This function returns a view of img
, so no memory is allocated and it runs in just a few tens of microseconds. The output shape is not exactly what you want, and in fact it must be copied to be able to get that shape.
在处理比基本数组大得多的数组的视图时,必须要小心,因为操作可能会触发需要分配大量内存的副本.在您的情况下,由于阵列不是太大,而且补丁也不多,应该没问题.
One has to be careful when dealing with views of an array that are much larger than the base array, because operations can trigger a copy which would need to allocate a lot of memory. In your case, since the arrays isn't too big and there aren't that many patches, it should be ok.
最后,我们可以整理一下补丁数组:
Finally, we can ravel the array of patches a bit:
patches = patchify(img, (39,39))
contiguous_patches = np.ascontiguousarray(patches)
contiguous_patches.shape = (-1, 39**2)
这不会重现您的patchify函数的输出,因为您以Fortran顺序开发了补丁.我建议您改用它,因为
This doesn't reproduce the output of your patchify function because you kind of develop the patches in Fortran order.
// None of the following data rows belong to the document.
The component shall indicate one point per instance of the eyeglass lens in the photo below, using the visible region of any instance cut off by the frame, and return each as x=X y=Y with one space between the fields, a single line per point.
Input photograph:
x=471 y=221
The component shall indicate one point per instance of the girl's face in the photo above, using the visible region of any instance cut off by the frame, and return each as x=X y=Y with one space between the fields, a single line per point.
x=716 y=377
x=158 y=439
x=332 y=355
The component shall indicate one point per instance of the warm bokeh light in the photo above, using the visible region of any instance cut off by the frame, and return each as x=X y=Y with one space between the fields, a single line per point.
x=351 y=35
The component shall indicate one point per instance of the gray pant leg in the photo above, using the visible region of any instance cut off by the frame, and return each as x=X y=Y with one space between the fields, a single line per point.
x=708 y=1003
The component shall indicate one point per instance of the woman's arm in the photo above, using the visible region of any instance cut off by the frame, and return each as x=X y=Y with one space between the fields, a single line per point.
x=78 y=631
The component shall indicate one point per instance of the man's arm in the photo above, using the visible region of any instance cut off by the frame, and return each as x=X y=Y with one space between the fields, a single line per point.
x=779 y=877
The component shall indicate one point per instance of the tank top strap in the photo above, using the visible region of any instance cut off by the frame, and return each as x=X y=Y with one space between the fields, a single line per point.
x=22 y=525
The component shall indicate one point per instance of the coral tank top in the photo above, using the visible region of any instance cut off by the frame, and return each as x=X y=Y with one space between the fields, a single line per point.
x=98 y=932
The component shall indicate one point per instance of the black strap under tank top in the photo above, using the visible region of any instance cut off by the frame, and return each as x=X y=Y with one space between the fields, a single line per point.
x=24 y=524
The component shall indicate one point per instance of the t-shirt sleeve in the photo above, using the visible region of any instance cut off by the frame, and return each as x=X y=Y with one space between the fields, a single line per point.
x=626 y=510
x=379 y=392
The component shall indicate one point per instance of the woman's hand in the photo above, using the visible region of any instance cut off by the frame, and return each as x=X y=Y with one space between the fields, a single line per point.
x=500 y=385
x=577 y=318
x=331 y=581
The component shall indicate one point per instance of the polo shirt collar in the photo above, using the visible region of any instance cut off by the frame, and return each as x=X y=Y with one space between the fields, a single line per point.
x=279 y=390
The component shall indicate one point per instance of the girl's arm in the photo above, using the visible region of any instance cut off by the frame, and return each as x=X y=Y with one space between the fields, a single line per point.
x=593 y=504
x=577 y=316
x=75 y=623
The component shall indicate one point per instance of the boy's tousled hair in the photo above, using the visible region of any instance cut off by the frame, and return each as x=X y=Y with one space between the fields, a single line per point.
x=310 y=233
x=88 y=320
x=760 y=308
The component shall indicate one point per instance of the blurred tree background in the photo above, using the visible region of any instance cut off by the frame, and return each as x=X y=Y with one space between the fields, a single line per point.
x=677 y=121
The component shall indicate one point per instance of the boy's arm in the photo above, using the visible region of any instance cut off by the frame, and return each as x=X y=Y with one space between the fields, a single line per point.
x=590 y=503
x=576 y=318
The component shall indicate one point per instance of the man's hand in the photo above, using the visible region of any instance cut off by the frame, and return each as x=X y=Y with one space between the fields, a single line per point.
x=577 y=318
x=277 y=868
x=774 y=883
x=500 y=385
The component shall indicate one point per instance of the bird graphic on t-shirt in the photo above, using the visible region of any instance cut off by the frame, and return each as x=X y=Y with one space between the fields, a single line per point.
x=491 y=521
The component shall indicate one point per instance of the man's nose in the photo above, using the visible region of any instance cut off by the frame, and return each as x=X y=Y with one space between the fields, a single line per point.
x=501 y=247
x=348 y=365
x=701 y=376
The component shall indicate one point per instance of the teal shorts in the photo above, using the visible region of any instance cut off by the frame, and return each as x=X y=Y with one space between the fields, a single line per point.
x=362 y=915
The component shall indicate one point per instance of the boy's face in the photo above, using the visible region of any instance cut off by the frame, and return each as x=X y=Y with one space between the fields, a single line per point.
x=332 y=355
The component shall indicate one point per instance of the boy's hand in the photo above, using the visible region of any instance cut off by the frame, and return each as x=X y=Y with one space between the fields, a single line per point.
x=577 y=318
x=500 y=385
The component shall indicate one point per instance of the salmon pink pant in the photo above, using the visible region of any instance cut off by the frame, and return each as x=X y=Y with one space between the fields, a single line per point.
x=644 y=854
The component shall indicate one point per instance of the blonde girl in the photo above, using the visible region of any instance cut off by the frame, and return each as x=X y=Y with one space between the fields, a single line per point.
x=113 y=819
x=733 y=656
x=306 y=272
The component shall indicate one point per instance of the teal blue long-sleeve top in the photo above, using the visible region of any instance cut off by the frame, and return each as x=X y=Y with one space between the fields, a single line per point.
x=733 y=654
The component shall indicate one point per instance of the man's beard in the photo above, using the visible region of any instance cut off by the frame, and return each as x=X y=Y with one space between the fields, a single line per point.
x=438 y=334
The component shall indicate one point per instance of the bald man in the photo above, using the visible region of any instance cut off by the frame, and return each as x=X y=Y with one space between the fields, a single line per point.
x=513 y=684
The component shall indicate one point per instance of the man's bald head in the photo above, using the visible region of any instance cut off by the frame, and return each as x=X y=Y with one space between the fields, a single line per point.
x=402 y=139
I recommend you to use this instead because
-
随后将导致更自然的索引编制(即,对于您的解决方案,第一个补丁是patch [0]而不是patch [:, 0]).
It leads to more natural indexing later on (ie, the first patch is patches[0] instead of patches[:, 0] for your solution).
在numpy中,更容易在任何地方使用C排序,因为您需要更少的输入(避免使用诸如order ='F'之类的东西,默认情况下,数组是按C顺序创建的.).
It's also easier in numpy to use C ordering everywhere because you need less typing (you avoid stuff like order='F', arrays are created in C order by default...).
如果您坚持要使用
提示":strides = img.itemsize * np.array([1, Y, Y, 1])
,在contiguous_patches
上使用.reshape(..., order='F')
,最后将其转置.T
"Hints" in case you insist: strides = img.itemsize * np.array([1, Y, Y, 1])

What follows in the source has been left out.